L’immagine dell’infermiere eroe è un’immagine che ogni italiano ha costruito durante la pandemia, perché è quello di cui aveva bisogno. Un’immagine di pena e compassione per la loro posizione nella scala gerarchica. Un’immagine di uomo o di una donna stremati, dalle cui mani sarebbe potuta dipendere la sua vita. Un’immagine da ammirare e per alcuni mirare, per essere finita improvvisamente sotto i riflettori. Ed è così che, tre mesi dopo, ogni elogio non ha subito il suo normale processo di trasformazione in azione e nessuno ha riconosciuto nei termini che meritano la loro reale importanza per il Paese

.

E mentre tutti urlavano, ogni infermiere in silenzio si esponeva a un rischio abnorme, chiedendo semplicemente il rispetto dei propri diritti: un tampone per poter tornare a casa la sera dalla propria famiglia senza l’odore della paura di farle del male, una mascherina, un camice, un dispositivo di protezione individuale che gli permettesse di continuare a svolgere il proprio lavoro con la consapevolezza di aiutare gli altri, proteggendo anche se stesso. Eppure nessun infermiere, anche se profondamente offeso da atteggiamenti che non riconoscono la sua professionalità, si è mai tirato indietro, ne è disposto a farlo.

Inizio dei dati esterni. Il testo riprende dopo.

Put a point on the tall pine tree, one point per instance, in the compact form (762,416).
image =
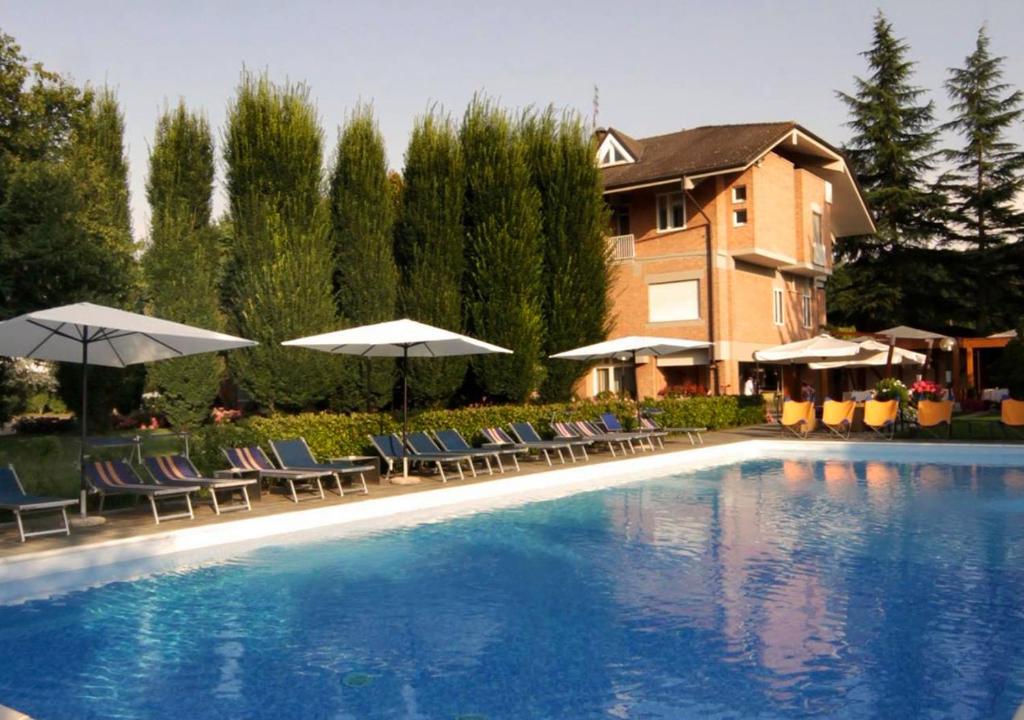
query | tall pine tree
(892,152)
(363,209)
(987,174)
(182,261)
(503,286)
(280,274)
(577,260)
(98,163)
(429,246)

Oggi, gli infermieri lombardi e quelli del resto della nazione si sono riuniti nelle piazze di tutt’Italia per rivendicare il trattamento che hanno ricevuto prima, durante e dopo la pandemia. In silenzio, a braccia conserte, rispettando il distanziamento sociale, l’intera categoria ha manifestato per sottolineare la propria condizione economica inferiore rispetto a quella di tutta l’Europa, chiedendo il rinnovo del contratto scaduto nel 2018, il superamento del vincolo di esclusività, il riconoscimento delle competenze specialistiche, la valorizzazione dei percorsi di studi post laurea intrapresi, con conseguente lotta al demansionamento. Si può e si deve fare di più. Non può esistere nessuna assistenza, se non si tutela la dignità e la professionalità di ogni infermiere.